Wednesday, August 26, 2015

Royal Jelly Protein Plays Role in Survival of Prokaryotic Cells

Characteristics of dr1790 disruptant and its functional analysis in Deinococcus radiodurans

Braz J Microbiol. 2015 Jun 1;46(2):601-11

Deinococcus radiodurans (DR) is an extremophile that is well known for its resistance to radiation, oxidants and desiccation. The gene dr1790 of D. radiodurans was predicted to encode a yellow-related protein.
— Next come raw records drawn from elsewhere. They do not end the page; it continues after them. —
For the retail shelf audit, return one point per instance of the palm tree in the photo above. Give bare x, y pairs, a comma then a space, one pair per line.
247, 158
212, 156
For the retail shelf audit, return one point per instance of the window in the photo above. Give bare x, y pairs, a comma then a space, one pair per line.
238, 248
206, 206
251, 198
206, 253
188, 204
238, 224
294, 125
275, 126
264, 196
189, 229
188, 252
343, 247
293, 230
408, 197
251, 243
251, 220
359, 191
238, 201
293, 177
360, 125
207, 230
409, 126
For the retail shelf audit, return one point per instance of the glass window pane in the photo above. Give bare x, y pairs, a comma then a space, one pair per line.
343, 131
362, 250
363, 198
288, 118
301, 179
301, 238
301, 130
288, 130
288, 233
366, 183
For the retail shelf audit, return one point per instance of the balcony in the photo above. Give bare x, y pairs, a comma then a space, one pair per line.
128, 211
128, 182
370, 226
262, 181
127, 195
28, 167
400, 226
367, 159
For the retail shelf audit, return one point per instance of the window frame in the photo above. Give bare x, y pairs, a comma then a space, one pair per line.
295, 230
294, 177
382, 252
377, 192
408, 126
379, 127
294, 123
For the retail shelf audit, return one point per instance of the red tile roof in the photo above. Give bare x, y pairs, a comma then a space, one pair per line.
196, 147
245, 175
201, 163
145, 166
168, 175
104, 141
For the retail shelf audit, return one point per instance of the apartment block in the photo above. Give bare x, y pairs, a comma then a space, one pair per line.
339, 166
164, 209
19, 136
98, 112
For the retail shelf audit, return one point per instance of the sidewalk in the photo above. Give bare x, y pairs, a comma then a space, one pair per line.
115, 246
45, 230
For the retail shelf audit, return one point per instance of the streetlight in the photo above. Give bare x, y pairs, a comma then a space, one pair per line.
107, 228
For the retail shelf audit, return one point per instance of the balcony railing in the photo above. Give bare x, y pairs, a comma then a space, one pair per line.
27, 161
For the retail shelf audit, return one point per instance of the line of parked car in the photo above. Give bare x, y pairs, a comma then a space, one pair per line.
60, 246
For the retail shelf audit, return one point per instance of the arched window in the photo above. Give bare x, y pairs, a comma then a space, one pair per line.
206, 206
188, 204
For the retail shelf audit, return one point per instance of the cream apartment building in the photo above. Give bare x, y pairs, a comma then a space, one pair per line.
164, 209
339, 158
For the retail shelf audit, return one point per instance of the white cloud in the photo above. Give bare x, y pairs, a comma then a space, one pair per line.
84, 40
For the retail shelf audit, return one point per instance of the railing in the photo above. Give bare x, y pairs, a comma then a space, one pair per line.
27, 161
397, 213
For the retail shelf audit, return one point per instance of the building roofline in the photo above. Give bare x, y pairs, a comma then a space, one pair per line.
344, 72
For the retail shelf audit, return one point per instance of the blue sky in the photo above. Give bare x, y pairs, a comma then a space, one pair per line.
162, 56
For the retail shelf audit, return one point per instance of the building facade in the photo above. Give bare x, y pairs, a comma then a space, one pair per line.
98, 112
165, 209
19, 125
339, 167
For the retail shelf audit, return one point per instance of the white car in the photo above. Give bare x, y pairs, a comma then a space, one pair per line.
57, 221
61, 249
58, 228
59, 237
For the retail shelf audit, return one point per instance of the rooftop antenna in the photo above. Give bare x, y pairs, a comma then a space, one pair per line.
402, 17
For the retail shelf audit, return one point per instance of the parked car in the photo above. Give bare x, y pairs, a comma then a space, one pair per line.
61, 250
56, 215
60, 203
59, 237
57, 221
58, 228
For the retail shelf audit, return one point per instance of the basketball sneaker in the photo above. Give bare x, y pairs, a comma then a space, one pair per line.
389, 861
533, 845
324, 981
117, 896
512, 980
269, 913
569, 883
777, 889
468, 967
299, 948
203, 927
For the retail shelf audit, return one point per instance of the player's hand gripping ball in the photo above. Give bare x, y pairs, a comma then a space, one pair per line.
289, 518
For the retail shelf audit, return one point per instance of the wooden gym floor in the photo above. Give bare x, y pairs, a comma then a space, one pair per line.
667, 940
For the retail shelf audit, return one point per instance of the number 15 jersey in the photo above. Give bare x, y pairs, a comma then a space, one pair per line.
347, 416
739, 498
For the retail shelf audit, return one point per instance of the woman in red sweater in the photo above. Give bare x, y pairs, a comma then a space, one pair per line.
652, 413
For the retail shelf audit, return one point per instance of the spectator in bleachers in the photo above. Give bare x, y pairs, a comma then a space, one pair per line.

The primary objective of the present study was to characterize the biological function of the DR1790 protein, which is a member of the ancient yellow/major royal jelly (MRJ) protein family, in prokaryotes. Fluorescence labeling demonstrated that the yellow-related protein encoded by dr1790 is a membrane protein. The deletion of the dr1790 gene decreased the cell growth rate and sensitivity to hydrogen peroxide and radiation and increased the membrane permeability of D. radiodurans. Transcript profiling by microarray and RT-PCR analyses of the dr1790 deletion mutant suggested that some genes that are involved in protein secretion and transport were strongly suppressed, while other genes that are involved in protein quality control, such as chaperones and proteases, were induced. In addition, the expression of genes with predicted functions that are involved in antioxidant systems, electron transport, and energy metabolism was significantly altered through the disruption of dr1790. Moreover, the results of proteomic analyses using 2-DE and MS also demonstrated that DR1790 contributed to D. radiodurans survival.

Taken together, these results indicate that the DR1790 protein from the ancient yellow protein family plays a pleiotropic role in the survival of prokaryotic cells and contributes to the extraordinary resistance of D. radiodurans against oxidative and radiation stresses.